Der BGH hat die Revision einer Pferdehalterin zurückgewiesen, deren Pferd nach einem Tag auf der Wiese lahmte. Womöglich wurde das Tier von einem anderen Pferd getreten, für eine Haftung des Tierhalters reicht das aber nicht aus.
Der Bundesgerichtshof (BGH) hat die Revision einer Pferdehalterin abgewiesen, die eine andere Pferdehalterin aus Tierhalterhaftung in Anspruch genommen hatte. Ihr Pferd lahmte, nachdem es einen Tag auf einer Wiese mit anderen Pferden verbracht hatte. Eine gesamtschuldnerische Haftung gegen einen anderen Tierhalter begründe dies aber nicht (Urt. v. 24.04.2018, Az. VI ZR 25/17).
Das Pferd der Klägerin wurde zusammen mit 12 anderen Pferden auf einen unbeobachteten, eingezäunten Grasplatz gebracht. Abends lahmte die Stute, der Tierarzt stellte später eine erhebliche Beinverletzung fest. Mit der Behauptung, ihr Pferd sei beim Zurückholen in den Stall von einem anderen Pferd getreten worden, nahm sie die Beklagte auf Schadensersatz in Anspruch.

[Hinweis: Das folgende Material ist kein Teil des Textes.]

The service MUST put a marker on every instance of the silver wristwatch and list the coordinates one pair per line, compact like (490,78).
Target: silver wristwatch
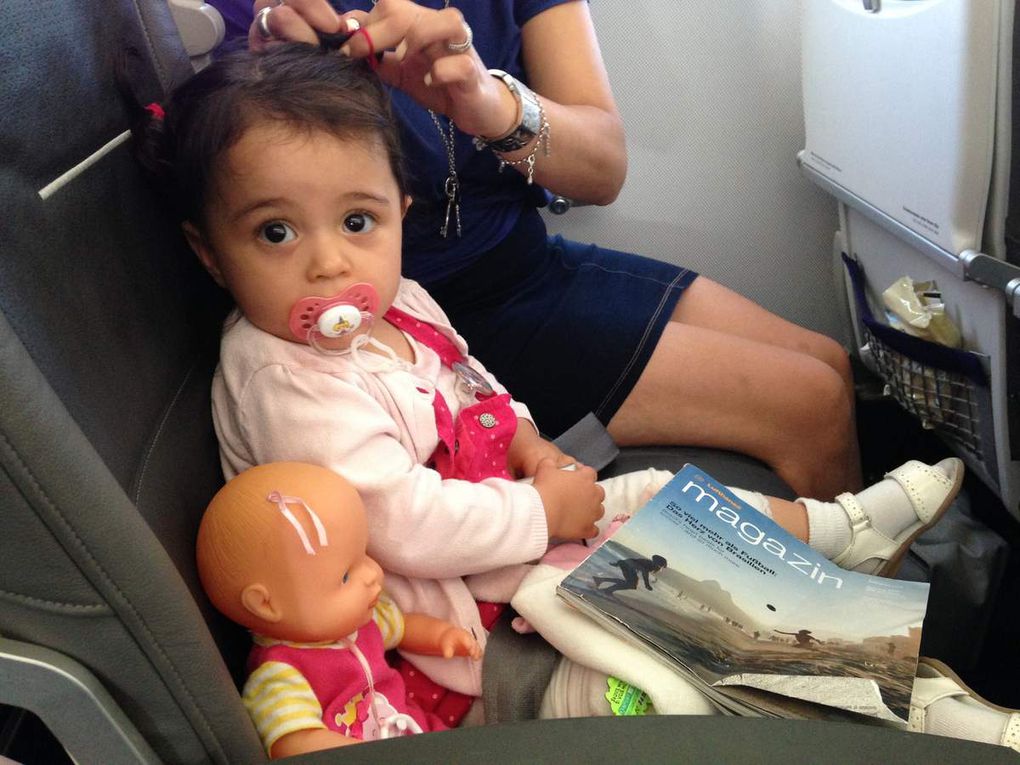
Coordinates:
(530,117)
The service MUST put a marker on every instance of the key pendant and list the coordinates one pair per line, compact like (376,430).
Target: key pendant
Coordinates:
(453,206)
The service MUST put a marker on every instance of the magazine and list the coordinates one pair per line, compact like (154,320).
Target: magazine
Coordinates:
(760,621)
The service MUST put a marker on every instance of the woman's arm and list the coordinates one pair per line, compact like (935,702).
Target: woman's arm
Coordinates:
(588,154)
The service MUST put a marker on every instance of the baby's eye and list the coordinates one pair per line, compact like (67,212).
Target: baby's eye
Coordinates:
(359,222)
(276,233)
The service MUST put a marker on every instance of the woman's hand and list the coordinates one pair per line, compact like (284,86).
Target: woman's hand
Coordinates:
(528,449)
(416,58)
(588,158)
(295,21)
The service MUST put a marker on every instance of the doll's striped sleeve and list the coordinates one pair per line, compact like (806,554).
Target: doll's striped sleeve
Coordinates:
(390,619)
(279,701)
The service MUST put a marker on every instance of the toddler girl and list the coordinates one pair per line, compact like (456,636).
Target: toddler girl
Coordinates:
(288,172)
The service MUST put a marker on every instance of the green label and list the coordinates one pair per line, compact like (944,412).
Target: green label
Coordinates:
(624,699)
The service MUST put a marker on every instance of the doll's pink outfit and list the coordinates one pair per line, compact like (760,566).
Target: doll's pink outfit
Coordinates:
(342,685)
(373,420)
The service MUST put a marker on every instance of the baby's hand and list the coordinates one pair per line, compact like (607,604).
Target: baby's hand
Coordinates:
(528,449)
(572,500)
(458,642)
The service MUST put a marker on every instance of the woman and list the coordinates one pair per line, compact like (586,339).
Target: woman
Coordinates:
(659,354)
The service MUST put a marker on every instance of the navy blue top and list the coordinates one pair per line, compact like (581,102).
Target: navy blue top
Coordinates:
(490,202)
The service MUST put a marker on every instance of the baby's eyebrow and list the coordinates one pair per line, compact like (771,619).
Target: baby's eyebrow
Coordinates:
(367,196)
(257,204)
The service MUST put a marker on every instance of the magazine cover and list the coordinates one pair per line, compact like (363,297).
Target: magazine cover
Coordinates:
(734,600)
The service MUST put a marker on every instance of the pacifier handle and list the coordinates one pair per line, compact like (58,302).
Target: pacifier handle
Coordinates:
(356,304)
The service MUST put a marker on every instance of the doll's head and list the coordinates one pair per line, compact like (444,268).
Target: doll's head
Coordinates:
(282,551)
(286,168)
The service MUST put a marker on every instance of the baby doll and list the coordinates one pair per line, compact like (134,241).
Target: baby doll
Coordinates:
(282,551)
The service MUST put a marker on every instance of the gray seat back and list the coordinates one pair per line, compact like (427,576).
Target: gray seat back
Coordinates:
(108,334)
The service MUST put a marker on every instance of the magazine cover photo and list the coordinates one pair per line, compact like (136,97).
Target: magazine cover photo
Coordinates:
(732,598)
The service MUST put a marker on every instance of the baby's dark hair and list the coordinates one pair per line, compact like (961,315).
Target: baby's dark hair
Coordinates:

Der Umstand, dass nicht feststehe, ob das Pferd der Beklagten ihre Stute getreten habe, sei gemäß § 830 Abs.1 S.2 Bürgerliches Gesetzbuch (BGB) unerheblich.
Der BGH hat die Revision gegen die ebenfalls klageabweisenden Urteile der Vorinstanzen nun zurückgewiesen. Auf Grundlage der Feststellungen des Berufungsgerichts sei bereits der Tatbestand der Tierhalterhaftung aus § 833 S.1 BGB, auch in Verbindung mit § 830 Abs.1 S.2 BGB, nicht erfüllt.
§ 830 BGB soll Kausalitätszweifel überbrücken
Die Gefährdungshaftung nach § 833 S.1 BGB setzte voraus, dass sich im Unfall eine "spezifische" oder "typische" Tiergefahr desjenigen Tieres verwirklicht hat, dessen Halter in Anspruch genommen werden soll. Dies sei dann der Fall, wenn ein der tierischen Natur entsprechendes, unberechenbares und selbständiges Verhalten des betreffenden Tieres für die Entstehung des Schadens adäquat ursächlich geworden ist. Im konkreten Fall könne davon aber nicht ausgegangen werden, so der BGH.
Über die fehlende Feststellung eines für die Verletzung der Stute ursächlichen Verhaltens des anderen helfe laut BGH auch § 830 Abs.1 S.2 BGB nicht hinweg. Für die Anwendung dieser Vorschrift sei Voraussetzung, dass sich in dem Verhalten aller als Schadensverursacher infrage kommenden Tiere eine spezifische Tiergefahr gezeigt hat und dass diese spezifische Tiergefahr im Hinblick auf den eingetretenen Schaden kausalitätsgeeignet war. Das Berufungsgericht konnte aber nicht ausschließen, dass das Pferd der Beklagten während der Verletzung unbeteiligt abseits stand.
In diesem Fall hätte die Beklagte aber nicht unerlaubt und mit Verletzungseignung in die Schutzsphäre der Klägerin eingegriffen. § 830 Abs.1 S.2 BGB solle nur Kausalitätszweifel, nicht aber auch Zweifel darüber überbrücken, ob dem in Anspruch genommenen überhaupt eine rechtswidrige Handlung zur Last fällt.